Cover image by Taylor Vick.


Intro

I recently came across an old module that I had developed on v0.11.7 which deploys Linux (Ubuntu) virtual machines on Azure, unfortunately not usable now as it requires a whole lot of refactoring. During the porting process I discovered some immaturity on my part in my Terraform code (lack of experience back then), and I wanted to add the use of Azure Managed Disks to my deployment.

Future-proofing the script means refactoring resources such as azurerm_virtual_machine, as per the docs:

Note: The azurerm_virtual_machine resource has been superseded by the azurerm_linux_virtual_machine and azurerm_windows_virtual_machine resources. The existing azurerm_virtual_machine resource will continue to be available throughout the 2.x releases however is in a feature-frozen state to maintain compatibility - new functionality will instead be added to the azurerm_linux_virtual_machine and azurerm_windows_virtual_machine resources.

Prerequisites

In this post we are using the following versions:

terraform {
  required_version = ">= 0.12.25"

  required_providers {
    azurerm = ">= 2.10.0"
  }
}

Deploying Multiple VMs with Multiple Data Disks

Using count was the obvious answer (at first!) because of its easy-to-use nature. I’m passing in a list of VMs for some fine grained control of what is deployed/destroyed. For example:

terraform.tfvars

resource_group_name   = "my-test-rg"
instances             = ["vm-test-1", "vm-test-2", "vm-test-3"]
nb_disks_per_instance = 2
tags = {
  environment = "test"
}

main.tf

resource "azurerm_linux_virtual_machine" "vm" {
  count                 = length(var.instances)
  name                  = element(var.instances, count.index)
  resource_group_name   = azurerm_resource_group.rg.name
  location              = azurerm_resource_group.rg.location
  size                  = "Standard_D2s_v3"
  network_interface_ids = [element(azurerm_network_interface.nic.*.id, count.index)]
  admin_username        = "adminuser"
  admin_password        = "Password1234!@"
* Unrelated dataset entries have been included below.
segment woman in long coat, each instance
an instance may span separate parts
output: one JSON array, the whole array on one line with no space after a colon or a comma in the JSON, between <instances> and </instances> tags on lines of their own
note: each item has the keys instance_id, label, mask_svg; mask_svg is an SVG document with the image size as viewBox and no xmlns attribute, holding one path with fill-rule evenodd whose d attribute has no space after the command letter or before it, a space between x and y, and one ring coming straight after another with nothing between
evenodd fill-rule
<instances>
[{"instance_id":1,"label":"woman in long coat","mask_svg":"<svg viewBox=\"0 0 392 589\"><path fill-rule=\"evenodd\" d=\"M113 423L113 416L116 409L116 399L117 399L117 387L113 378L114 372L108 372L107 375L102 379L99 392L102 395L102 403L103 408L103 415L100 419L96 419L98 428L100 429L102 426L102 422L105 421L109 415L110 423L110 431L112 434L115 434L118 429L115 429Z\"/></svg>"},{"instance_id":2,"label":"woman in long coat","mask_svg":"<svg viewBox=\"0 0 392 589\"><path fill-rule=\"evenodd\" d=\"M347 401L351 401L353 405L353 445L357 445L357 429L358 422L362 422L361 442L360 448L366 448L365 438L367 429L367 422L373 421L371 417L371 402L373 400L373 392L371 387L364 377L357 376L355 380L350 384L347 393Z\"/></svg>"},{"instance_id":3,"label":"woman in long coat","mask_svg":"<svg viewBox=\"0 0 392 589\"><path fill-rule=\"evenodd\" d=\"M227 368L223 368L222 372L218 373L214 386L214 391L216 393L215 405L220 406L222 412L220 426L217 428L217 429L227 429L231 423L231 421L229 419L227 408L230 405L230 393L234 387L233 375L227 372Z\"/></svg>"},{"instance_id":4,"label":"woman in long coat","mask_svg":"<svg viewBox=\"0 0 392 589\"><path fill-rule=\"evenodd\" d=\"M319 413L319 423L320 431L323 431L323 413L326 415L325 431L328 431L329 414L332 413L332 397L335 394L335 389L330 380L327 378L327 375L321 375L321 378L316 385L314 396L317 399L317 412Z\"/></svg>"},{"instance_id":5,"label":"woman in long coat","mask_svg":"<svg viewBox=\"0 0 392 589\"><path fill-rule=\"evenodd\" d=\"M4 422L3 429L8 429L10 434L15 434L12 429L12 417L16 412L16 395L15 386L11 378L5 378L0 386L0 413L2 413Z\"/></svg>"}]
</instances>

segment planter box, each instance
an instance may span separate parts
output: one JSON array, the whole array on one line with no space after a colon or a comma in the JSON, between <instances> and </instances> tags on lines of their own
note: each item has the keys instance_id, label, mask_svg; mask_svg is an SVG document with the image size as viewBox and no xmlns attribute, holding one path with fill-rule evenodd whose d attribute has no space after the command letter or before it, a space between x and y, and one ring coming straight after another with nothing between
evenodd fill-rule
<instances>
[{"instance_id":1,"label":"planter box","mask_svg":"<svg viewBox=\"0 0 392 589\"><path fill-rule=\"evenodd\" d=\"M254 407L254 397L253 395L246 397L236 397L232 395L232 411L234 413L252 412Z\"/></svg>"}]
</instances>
  disable_password_authentication = false

  os_disk {
    name                 = "osdisk-${element(var.instances, count.index)}-${count.index}"
    caching              = "ReadWrite"
    storage_account_type = "Standard_LRS"
  }

  source_image_reference {
    publisher = "Canonical"
    offer     = "UbuntuServer"
    sku       = "18.04-LTS"
    version   = "latest"
  }

  tags = var.tags
}

resource "azurerm_managed_disk" "managed_disk" {
  count                = length(var.instances) * var.nb_disks_per_instance
  name                 = element(var.instances, count.index)
  location             = azurerm_resource_group.rg.location
  resource_group_name  = azurerm_resource_group.rg.name
  storage_account_type = "Standard_LRS"
  create_option        = "Empty"
  disk_size_gb         = 10
  tags                 = var.tags
}

resource "azurerm_virtual_machine_data_disk_attachment" "managed_disk_attach" {
  count              = length(var.instances) * var.nb_disks_per_instance
  managed_disk_id    = azurerm_managed_disk.managed_disk.*.id[count.index]
  virtual_machine_id = azurerm_linux_virtual_machine.vm.*.id[ceil((count.index + 1) * 1.0 / var.nb_disks_per_instance) - 1]
  lun                = count.index + 10
  caching            = "ReadWrite"
}

3 VMs each with 2 data disks! Awesome right? WRONG!

Problems with count

What if I remove vm-test-2 from the list of instances?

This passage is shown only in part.